Got from another soapboard so only take as only rumours 

Corrie has been on the look out for two new cast members to play Michelle, Liam and Paul Connor's mother and the actress being touted is Birds of a Feather actress Lesley Joseph and the role of Charlie Stubbs's ex wife is being linked with Brookside, Heartbeat and Family Affairs actress Kazia Pelka.

I think these two would a great addition to Corrie

----------


## Bryan

I cant really see either of this actresses fitting the roles you have said above, I for one couldnt imagine either of those actresses playing them kind of characters. Less of the ex soap stars and bring in some fresh talent!!!

----------


## Luna

im sorry but i think lesley joesph would be hilarious as charlies mum!!!!!!  :Rotfl:

----------


## Bryan

> im sorry but i think lesley joesph would be hilarious as charlies mum!!!!!!
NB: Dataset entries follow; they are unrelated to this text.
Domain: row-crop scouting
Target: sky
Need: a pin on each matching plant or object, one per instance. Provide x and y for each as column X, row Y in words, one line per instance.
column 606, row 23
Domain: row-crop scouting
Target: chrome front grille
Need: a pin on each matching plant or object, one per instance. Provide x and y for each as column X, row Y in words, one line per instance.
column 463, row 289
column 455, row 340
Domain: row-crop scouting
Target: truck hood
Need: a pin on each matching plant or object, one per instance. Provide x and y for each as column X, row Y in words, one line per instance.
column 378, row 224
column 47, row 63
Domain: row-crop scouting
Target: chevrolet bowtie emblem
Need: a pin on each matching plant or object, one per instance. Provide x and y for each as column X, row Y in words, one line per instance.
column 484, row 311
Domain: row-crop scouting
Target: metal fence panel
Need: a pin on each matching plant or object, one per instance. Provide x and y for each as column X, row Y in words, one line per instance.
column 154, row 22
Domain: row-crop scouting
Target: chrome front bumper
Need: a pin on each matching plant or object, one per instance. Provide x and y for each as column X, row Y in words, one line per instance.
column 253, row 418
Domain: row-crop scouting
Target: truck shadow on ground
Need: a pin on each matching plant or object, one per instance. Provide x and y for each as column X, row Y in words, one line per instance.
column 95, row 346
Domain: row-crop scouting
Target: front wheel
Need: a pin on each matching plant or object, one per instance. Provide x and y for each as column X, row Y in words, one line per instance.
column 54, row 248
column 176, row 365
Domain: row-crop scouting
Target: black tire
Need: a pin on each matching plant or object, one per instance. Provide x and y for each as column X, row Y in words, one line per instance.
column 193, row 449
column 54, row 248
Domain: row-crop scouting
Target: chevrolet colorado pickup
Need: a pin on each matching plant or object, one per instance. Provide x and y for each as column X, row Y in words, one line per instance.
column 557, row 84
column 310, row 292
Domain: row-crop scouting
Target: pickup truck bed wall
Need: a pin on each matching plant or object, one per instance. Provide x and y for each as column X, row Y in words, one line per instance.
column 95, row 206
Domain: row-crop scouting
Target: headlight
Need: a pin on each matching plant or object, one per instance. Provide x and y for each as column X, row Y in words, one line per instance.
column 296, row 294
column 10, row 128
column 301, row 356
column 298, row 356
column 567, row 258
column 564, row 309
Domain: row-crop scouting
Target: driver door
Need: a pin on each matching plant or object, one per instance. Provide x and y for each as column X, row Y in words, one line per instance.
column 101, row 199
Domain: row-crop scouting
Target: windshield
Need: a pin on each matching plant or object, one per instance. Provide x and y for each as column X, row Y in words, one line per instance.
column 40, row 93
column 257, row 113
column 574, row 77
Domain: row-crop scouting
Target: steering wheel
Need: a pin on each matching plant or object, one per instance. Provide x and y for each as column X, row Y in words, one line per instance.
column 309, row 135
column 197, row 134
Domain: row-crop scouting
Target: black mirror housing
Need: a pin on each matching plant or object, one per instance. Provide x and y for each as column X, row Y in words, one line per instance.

she isnt being rumoured to play that, shes been rumoured to play Michelle/Liam/Paul conners mom

I've never got teh attraction with Lesley Joseph, she's never been too much of a great actress... as Night & Day showed

----------


## Luna

> she isnt being rumoured to play that, shes been rumoured to play Michelle/Liam/Paul conners mom
> 
> I've never got teh attraction with Lesley Joseph, she's never been too much of a great actress... as Night & Day showed


aaahhh read it wrong. oh well i think she a great actress and she'll be brillaint in whatever role she plays

----------


## Chris_2k11

Kazia Pelka - I know who she is but who did she play in Brookside??  :Searchme:

----------


## Bryan

> Kazia Pelka - I know who she is but who did she play in Brookside??


Anna Wolska, honesly Chris call yourself a Brookside fan  :Rotfl:   :Stick Out Tongue:  

To be fair I didnt know either until I just looked it up on IMDB  :Rotfl:

----------


## Katy

Are they not both Londoners. Dont really like Lesley Joseph, but i did like KAzia when she was in Family affairs.

----------


## Bryan

> Are they not both Londoners. Dont really like Lesley Joseph, but i did like KAzia when she was in Family affairs.


Kazia played a Yorkshire nurse for years in Heartbeat, and a liverpudlian in Brookside, so I'd imagine shes good with her accents. Besides I doubt theres any truth in this rumour.

----------


## Footie_Chick

I remember her from heartbeat, years ago, she was called Maggie i think.

----------


## brooksyrules

i think them two would be brilliant

----------